Les candidates, entourant Anne Soupa, ont déposé leur demande à la nonciature apostolique à Paris. Les candidates, entourant Anne Soupa, ont déposé leur demande à la nonciature apostolique à Paris. Ciric

Elles veulent faire bouger l’Eglise catholique. Alors elles ont rejoint Anne Soupa, formant le collectif «Toutes Apôtres!» afin de donner un «coup de pied dans la fourmilière».

ANNE SOUPA?

La théologienne française n’est pas une inconnue. A l’origine, avec Christine Pedotti, du Comité de la jupe et de la Conférence catholique des baptisé- e-s francophones, elle s’est portée, le 25 mai, candidate à l’archevêché de Lyon. Elle veut ainsi dénoncer l’invisibilité des femmes dans l’Eglise: leur quasi-absence à des postes à responsabilité dans sa gouvernance et leur exclusion du ministère ordonné. Un combat «pour l’Eglise», dit-elle.

QUI SONT-ELLES?

Elles sont sept à avoir déposé à la nonciature apostolique à Paris le 22 juillet – en la fête de sainte Marie Madeleine, «l’apôtre des apôtres» – leur candidature à des postes soumis à l’ordination dans l’Eglise: Claire Conan- Vrinat, Sylvaine Landrivon (menacée de mort), Christina Moreira, Hélène Pichon, Loan Rocher, Marie- AutomneThépot et Laurence de Bourbon- Parme. Des femmes aux sensibilités diverses et aux profils hétérogènes réunies dans le collectif «Toutes Apôtres!», créé en juillet pour l’occasion.

QUE VEULENT-ELLES?

Emboîtant le pas à Anne Soupa, elles disent haut et fort ce qu’elles – et d’autres femmes dans l’Eglise – pensent et vivent et qui motive leur action: «L’absence des femmes en situation de responsabilité (...) constitue un scandale autant qu’un contre-témoignage. Nous taire est un gâchis. Nous voulons rester dans l’Eglise, mais dans une Eglise qui nous ressemble et qui inclue nos diversités». Diacre, prêtre, évêque, prédicatrice, pourquoi pas? Pourquoi réserver ces postes aux hommes? Leurs motivations sont plurielles: militer pour le sacerdoce féminin, relancer le débat sur le rôle et la place des femmes dans l’Eglise, enrichir celle-ci par des talents et une approche de la foi propres aux femmes, revendiquer une stricte égalité hommes-femmes.
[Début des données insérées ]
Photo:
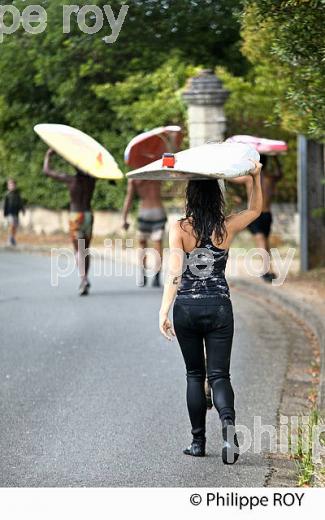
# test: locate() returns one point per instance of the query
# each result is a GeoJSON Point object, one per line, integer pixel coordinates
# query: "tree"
{"type": "Point", "coordinates": [286, 41]}
{"type": "Point", "coordinates": [70, 78]}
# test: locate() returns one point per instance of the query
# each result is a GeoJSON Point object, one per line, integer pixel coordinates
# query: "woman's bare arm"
{"type": "Point", "coordinates": [127, 203]}
{"type": "Point", "coordinates": [239, 221]}
{"type": "Point", "coordinates": [173, 278]}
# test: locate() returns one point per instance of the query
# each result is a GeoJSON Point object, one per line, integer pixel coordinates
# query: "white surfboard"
{"type": "Point", "coordinates": [80, 150]}
{"type": "Point", "coordinates": [213, 160]}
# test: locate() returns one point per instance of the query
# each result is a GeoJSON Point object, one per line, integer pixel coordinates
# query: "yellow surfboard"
{"type": "Point", "coordinates": [80, 150]}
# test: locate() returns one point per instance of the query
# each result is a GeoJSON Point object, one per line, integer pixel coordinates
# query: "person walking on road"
{"type": "Point", "coordinates": [81, 188]}
{"type": "Point", "coordinates": [13, 205]}
{"type": "Point", "coordinates": [202, 311]}
{"type": "Point", "coordinates": [151, 218]}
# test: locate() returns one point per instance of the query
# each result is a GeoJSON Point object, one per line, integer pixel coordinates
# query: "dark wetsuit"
{"type": "Point", "coordinates": [203, 315]}
{"type": "Point", "coordinates": [81, 188]}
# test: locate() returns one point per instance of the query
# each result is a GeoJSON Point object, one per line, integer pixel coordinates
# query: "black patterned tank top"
{"type": "Point", "coordinates": [204, 273]}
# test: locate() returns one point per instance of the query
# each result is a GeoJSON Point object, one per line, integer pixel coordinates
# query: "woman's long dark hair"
{"type": "Point", "coordinates": [204, 209]}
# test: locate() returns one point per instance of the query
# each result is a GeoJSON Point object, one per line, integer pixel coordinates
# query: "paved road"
{"type": "Point", "coordinates": [92, 395]}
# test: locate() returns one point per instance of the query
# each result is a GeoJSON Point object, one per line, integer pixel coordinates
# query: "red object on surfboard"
{"type": "Point", "coordinates": [262, 145]}
{"type": "Point", "coordinates": [150, 146]}
{"type": "Point", "coordinates": [169, 160]}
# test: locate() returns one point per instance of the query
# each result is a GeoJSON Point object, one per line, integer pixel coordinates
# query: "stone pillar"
{"type": "Point", "coordinates": [311, 200]}
{"type": "Point", "coordinates": [205, 97]}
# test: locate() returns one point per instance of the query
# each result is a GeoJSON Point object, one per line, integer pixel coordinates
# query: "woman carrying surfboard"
{"type": "Point", "coordinates": [81, 189]}
{"type": "Point", "coordinates": [203, 309]}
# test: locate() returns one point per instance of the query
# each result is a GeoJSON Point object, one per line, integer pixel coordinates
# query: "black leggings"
{"type": "Point", "coordinates": [210, 322]}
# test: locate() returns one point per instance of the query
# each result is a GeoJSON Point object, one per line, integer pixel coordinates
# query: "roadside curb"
{"type": "Point", "coordinates": [304, 311]}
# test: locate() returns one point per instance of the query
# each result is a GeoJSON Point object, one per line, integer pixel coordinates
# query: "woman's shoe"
{"type": "Point", "coordinates": [197, 448]}
{"type": "Point", "coordinates": [230, 449]}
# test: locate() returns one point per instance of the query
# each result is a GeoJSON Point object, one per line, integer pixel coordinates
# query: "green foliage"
{"type": "Point", "coordinates": [109, 91]}
{"type": "Point", "coordinates": [249, 110]}
{"type": "Point", "coordinates": [285, 40]}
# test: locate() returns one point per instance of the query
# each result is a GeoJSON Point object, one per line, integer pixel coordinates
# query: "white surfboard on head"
{"type": "Point", "coordinates": [80, 150]}
{"type": "Point", "coordinates": [209, 161]}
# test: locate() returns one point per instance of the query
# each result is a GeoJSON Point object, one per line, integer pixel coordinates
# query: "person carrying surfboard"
{"type": "Point", "coordinates": [151, 217]}
{"type": "Point", "coordinates": [13, 205]}
{"type": "Point", "coordinates": [81, 189]}
{"type": "Point", "coordinates": [202, 311]}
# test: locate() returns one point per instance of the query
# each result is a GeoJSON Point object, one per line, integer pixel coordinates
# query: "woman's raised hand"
{"type": "Point", "coordinates": [257, 168]}
{"type": "Point", "coordinates": [165, 326]}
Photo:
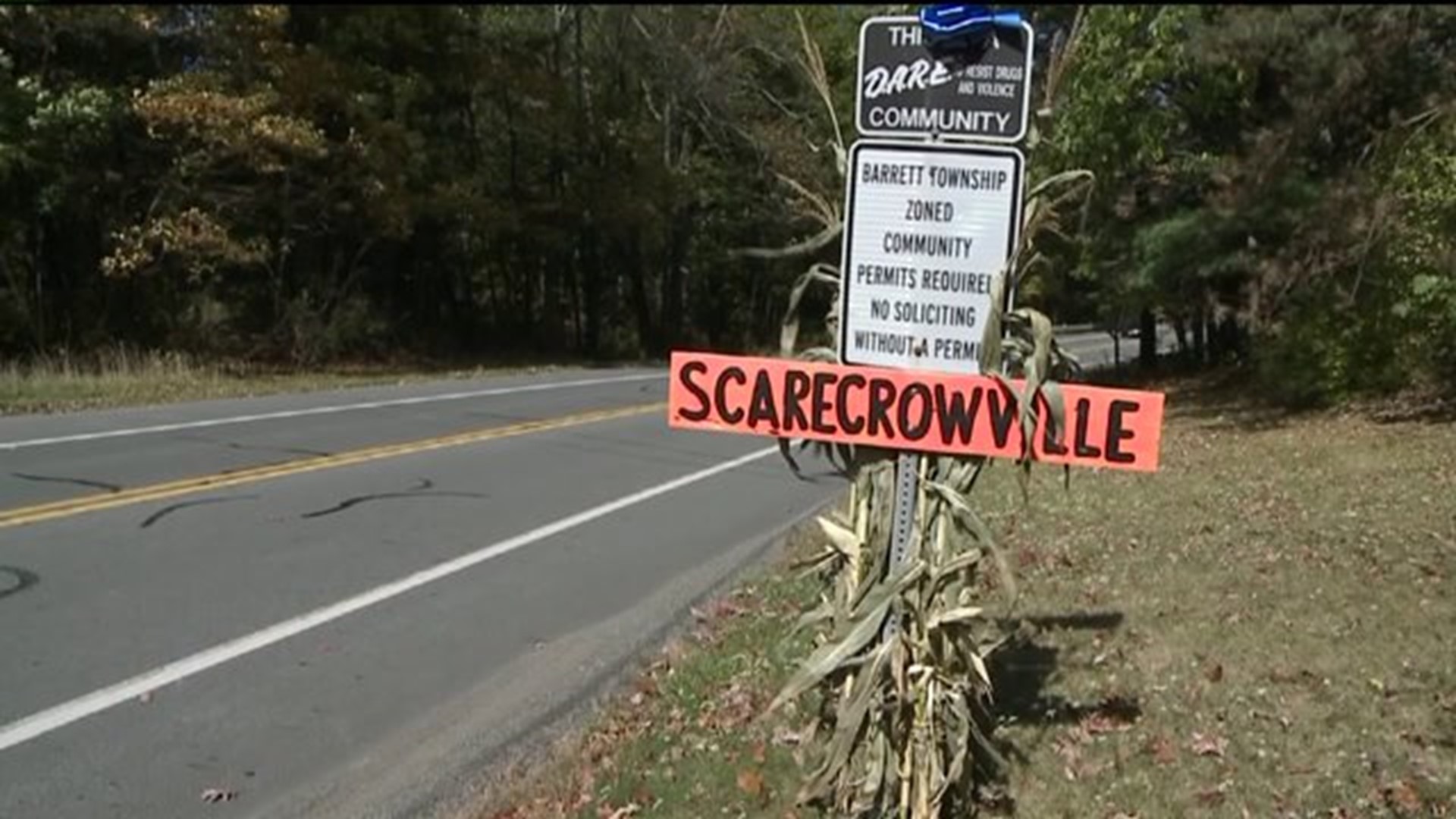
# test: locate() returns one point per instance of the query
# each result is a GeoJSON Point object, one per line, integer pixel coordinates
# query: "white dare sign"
{"type": "Point", "coordinates": [928, 232]}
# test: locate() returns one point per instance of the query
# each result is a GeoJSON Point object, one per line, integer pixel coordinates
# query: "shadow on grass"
{"type": "Point", "coordinates": [1229, 397]}
{"type": "Point", "coordinates": [1024, 668]}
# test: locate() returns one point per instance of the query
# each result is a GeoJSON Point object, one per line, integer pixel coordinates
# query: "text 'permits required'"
{"type": "Point", "coordinates": [928, 234]}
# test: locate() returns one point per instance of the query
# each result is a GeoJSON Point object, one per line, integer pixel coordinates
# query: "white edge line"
{"type": "Point", "coordinates": [325, 410]}
{"type": "Point", "coordinates": [96, 701]}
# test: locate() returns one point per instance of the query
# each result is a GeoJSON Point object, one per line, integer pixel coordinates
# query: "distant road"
{"type": "Point", "coordinates": [343, 604]}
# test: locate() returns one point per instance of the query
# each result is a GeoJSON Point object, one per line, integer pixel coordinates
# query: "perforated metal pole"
{"type": "Point", "coordinates": [902, 523]}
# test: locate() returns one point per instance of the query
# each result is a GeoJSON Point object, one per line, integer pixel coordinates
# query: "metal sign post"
{"type": "Point", "coordinates": [929, 224]}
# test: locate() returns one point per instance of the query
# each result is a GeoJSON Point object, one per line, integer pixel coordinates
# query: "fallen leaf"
{"type": "Point", "coordinates": [1209, 745]}
{"type": "Point", "coordinates": [1401, 795]}
{"type": "Point", "coordinates": [750, 781]}
{"type": "Point", "coordinates": [1210, 798]}
{"type": "Point", "coordinates": [218, 795]}
{"type": "Point", "coordinates": [1104, 723]}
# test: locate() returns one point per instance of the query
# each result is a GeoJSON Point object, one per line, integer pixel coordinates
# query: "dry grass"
{"type": "Point", "coordinates": [1261, 629]}
{"type": "Point", "coordinates": [126, 378]}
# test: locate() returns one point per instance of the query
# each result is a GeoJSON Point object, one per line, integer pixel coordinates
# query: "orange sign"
{"type": "Point", "coordinates": [1117, 428]}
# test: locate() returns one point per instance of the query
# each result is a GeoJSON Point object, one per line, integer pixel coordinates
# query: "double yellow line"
{"type": "Point", "coordinates": [216, 482]}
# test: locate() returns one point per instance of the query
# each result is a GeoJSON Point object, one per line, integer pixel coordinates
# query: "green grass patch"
{"type": "Point", "coordinates": [1261, 629]}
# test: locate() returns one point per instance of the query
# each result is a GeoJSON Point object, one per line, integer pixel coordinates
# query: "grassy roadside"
{"type": "Point", "coordinates": [1263, 629]}
{"type": "Point", "coordinates": [123, 378]}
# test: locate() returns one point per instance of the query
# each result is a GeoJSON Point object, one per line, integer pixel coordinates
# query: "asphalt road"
{"type": "Point", "coordinates": [346, 604]}
{"type": "Point", "coordinates": [573, 548]}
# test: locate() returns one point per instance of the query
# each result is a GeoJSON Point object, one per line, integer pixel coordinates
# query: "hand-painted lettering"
{"type": "Point", "coordinates": [956, 420]}
{"type": "Point", "coordinates": [761, 409]}
{"type": "Point", "coordinates": [1116, 433]}
{"type": "Point", "coordinates": [699, 394]}
{"type": "Point", "coordinates": [1002, 417]}
{"type": "Point", "coordinates": [842, 404]}
{"type": "Point", "coordinates": [912, 428]}
{"type": "Point", "coordinates": [721, 394]}
{"type": "Point", "coordinates": [919, 411]}
{"type": "Point", "coordinates": [881, 398]}
{"type": "Point", "coordinates": [1052, 438]}
{"type": "Point", "coordinates": [1081, 447]}
{"type": "Point", "coordinates": [795, 390]}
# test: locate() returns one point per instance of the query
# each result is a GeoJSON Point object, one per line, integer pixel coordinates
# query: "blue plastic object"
{"type": "Point", "coordinates": [959, 18]}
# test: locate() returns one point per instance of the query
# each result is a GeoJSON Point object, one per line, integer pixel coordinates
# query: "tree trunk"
{"type": "Point", "coordinates": [1200, 346]}
{"type": "Point", "coordinates": [1147, 340]}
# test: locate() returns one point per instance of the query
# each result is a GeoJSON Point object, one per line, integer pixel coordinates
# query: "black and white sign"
{"type": "Point", "coordinates": [929, 229]}
{"type": "Point", "coordinates": [906, 93]}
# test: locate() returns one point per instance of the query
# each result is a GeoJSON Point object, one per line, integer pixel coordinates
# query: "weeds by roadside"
{"type": "Point", "coordinates": [1263, 629]}
{"type": "Point", "coordinates": [124, 376]}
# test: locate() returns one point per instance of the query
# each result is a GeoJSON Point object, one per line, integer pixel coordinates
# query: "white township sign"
{"type": "Point", "coordinates": [929, 229]}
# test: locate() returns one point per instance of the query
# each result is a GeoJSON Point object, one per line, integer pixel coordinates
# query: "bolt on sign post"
{"type": "Point", "coordinates": [930, 223]}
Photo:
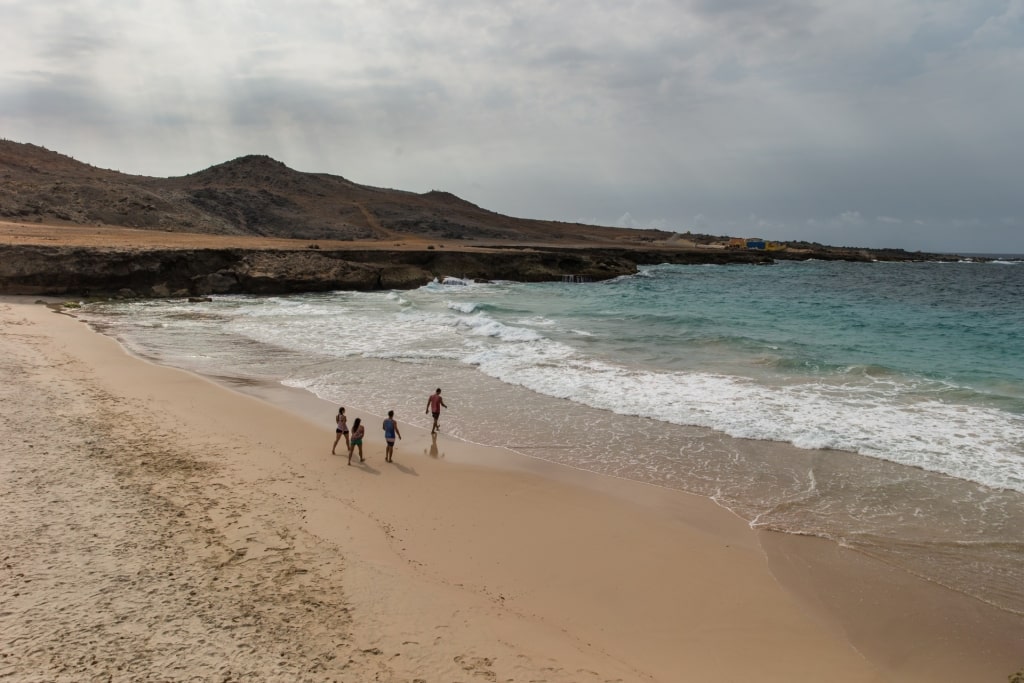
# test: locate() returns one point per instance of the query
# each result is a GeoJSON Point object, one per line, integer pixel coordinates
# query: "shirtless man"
{"type": "Point", "coordinates": [390, 431]}
{"type": "Point", "coordinates": [434, 406]}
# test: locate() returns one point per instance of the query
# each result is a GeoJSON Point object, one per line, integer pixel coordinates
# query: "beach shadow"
{"type": "Point", "coordinates": [365, 466]}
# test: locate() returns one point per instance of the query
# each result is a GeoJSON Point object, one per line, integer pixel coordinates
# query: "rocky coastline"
{"type": "Point", "coordinates": [90, 271]}
{"type": "Point", "coordinates": [162, 272]}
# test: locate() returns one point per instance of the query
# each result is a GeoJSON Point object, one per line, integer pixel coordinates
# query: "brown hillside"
{"type": "Point", "coordinates": [260, 197]}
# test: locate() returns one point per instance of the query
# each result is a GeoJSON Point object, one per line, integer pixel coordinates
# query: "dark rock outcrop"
{"type": "Point", "coordinates": [178, 272]}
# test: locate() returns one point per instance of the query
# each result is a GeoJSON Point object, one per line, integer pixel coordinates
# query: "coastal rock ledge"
{"type": "Point", "coordinates": [87, 271]}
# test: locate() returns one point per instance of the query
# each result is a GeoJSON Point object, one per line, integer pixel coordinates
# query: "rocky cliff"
{"type": "Point", "coordinates": [163, 272]}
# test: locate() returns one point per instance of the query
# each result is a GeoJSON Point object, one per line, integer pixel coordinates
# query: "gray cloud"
{"type": "Point", "coordinates": [775, 117]}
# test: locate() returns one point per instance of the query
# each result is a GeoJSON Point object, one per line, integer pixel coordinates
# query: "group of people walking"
{"type": "Point", "coordinates": [353, 438]}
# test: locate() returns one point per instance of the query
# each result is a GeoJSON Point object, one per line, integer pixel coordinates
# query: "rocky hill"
{"type": "Point", "coordinates": [258, 196]}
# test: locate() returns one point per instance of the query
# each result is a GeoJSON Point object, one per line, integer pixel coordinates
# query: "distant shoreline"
{"type": "Point", "coordinates": [90, 261]}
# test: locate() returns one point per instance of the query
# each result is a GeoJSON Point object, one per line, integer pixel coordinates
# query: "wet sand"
{"type": "Point", "coordinates": [160, 526]}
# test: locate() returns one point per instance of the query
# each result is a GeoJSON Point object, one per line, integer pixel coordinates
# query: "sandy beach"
{"type": "Point", "coordinates": [161, 526]}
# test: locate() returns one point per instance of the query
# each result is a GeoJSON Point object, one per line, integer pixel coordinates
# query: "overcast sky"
{"type": "Point", "coordinates": [875, 123]}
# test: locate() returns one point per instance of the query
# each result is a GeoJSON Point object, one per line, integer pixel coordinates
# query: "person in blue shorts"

QUEL SENS DONNER À LEUR ACTION?

Symbolique. A sa racine, le désir de sortir de la confusion entre «le pouvoir, le sacré et le masculin»; et de mieux distinguer sacerdoce et gouvernance. Et de faire une place aux femmes dans l’Eglise en regard de leurs compétences pour ouvrir l’institution. La démarche est volontairement transgressive: le pied dans la fourmilière plutôt que la politique des petits pas. Car l’impatience grandit chez beaucoup de femmes engagées en Eglise et les candidates ne sont que la pointe de l’iceberg.

QUELLE SUITE?

Le nonce apostolique à Paris, Mgr Celestino Migliore, leur a répondu le 27 juillet: il désire rencontrer quatre candidates individuellement en septembre. «Une victoire» pour le collectif même si, précise Marie-Automne Thépot, «nous avions demandé à être reçues ensemble. Ce n’est pas un détail, car nous ne voulons pas être divisées entre bonnes et mauvaises militantes en fonction de nos parcours de vie, notre bagage théologique, nos statuts matrimoniaux...». «Nous saluons la démarche de dialogue», ajoute- t-elle, car c’est précisément ce que nous recherchions: ouvrir une discussion sur la place des femmes dans l’Eglise».